Bandong memuat apa saja yang penumpang ingin muat. Dahulu sekali, Bandung adalah bagaikan bus antar kota, nyawa penghubung daerah satu dengan yang lain Kalimantan Barat. Tapi lain dulu lain sekarang, sekarang karena jalur darat mulai bagus, orang-orang lebih memilih jalur darat, jika ke Sintang dari Pontianak dengan Bandong butuh 2 hari, dengan bis sekarang hanya butuh waktu semalam saja. Akhirnya lambat laun Bandong tak jadi pilihan dan mulai berkurang, tapi walau begitu tetap ada saja yang menggunakan Bandong, biasanya merekalah yang tinggal di tepian Kapuas.

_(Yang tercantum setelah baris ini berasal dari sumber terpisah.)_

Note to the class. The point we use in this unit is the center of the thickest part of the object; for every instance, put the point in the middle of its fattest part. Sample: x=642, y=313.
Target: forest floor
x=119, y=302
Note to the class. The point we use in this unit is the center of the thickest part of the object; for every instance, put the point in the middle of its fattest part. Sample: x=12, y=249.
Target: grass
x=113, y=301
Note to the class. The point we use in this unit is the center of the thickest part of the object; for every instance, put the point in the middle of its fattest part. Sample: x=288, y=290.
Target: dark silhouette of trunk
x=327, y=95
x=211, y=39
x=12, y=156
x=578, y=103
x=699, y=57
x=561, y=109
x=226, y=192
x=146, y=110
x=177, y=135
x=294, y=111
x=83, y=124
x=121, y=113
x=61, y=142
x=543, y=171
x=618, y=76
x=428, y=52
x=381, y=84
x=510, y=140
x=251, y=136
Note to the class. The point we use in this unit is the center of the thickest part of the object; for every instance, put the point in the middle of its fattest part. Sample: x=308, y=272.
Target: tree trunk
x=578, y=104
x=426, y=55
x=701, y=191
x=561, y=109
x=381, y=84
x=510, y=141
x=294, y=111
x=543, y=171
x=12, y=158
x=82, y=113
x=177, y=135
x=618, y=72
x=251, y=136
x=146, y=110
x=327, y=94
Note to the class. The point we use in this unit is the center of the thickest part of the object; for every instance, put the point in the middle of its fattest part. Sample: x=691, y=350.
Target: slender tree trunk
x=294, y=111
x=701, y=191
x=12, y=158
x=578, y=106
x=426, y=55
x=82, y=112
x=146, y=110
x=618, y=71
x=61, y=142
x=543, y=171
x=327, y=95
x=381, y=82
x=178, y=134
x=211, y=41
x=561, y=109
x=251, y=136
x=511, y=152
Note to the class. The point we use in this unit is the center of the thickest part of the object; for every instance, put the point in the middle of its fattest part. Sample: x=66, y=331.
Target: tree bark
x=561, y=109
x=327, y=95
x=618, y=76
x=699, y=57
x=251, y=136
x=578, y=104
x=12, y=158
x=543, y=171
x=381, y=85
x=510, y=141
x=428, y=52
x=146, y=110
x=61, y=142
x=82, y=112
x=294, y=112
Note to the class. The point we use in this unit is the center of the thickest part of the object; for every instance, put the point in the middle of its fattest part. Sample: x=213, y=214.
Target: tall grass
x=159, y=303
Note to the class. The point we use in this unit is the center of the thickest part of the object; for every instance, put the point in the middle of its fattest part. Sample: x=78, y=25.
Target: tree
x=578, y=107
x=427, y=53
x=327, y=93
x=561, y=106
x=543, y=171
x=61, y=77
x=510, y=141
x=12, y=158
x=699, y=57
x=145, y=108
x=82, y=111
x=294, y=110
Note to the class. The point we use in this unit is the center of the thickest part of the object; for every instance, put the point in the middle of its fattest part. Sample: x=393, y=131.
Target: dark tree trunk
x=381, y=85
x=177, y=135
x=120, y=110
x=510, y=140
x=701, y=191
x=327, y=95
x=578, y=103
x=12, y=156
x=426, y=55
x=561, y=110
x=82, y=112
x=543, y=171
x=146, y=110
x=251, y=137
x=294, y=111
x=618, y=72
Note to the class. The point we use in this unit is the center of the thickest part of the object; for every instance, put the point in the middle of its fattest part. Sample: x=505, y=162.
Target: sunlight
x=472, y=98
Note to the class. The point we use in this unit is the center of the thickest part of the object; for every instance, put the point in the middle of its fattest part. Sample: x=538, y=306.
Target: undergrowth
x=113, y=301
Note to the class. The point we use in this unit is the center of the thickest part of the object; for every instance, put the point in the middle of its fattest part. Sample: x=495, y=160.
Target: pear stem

Kapuas memang sungai yang memanjakan, arusnya tidak deras-deras amat dan landai, bak jalan bebas hambatan kelak-keloknya ada ribuan, jika dilihat dari atas seperti ular raksasa membelah rimba Kalimantan Barat. Dan desain kapal Bandong yang memiliki lunas yang pendek dan badan kapal yang lebar sangat cocok untuk membelah arus Sungai Kapuas yang cukup tenang. Jika orang-orang Sulawesi Selatan boleh bangga dengan Phinisi-nya, maka orang-orang Kalimantan Barat boleh menegakkan dagu dengan Kapal Bandong-nya yang memang adalah kapal khas daerahnya.

734756_4782429517589_883917414_n

Kampung Beting

Ada sebuah kampung di Pontianak yang ketika mendengar namanya saja sudah bikin jeri, kata kawan saya itu “Bronx”-nya Pontianak. Masyarakat Indonesia menyebut “Bronx” sebagai daerah yang rawan kejahatan, ini mungkin terpengaruh dengan film-film Hollywood yang masuk ke Indonesia, rata-rata menggambarkan “Bronx” di Amerika sana sebagai daerah yang penuh kriminalitas, tidak aman dan menyeramkan. Nama kampung itu adalah Kampung Beting, terletak di tepi Kapuas, di dekat kompleks Keraton Kesultanan Kadriah.

Kawasan ini sekarang dipandang negatif, dengan banyak cerita miring di belakangnya. Di tempat ini konon narkoba beredar bebas dan ditambah pula cerita menyeramkan lainnya, seperti kampung tempat bromocorah, penjahat dan lain-lain, dengan cerita-cerita tersebut maka stigma negatif Kampung Beting susah sekali untuk hilang, sudah melekat dalam-dalam di benak orang Ponti.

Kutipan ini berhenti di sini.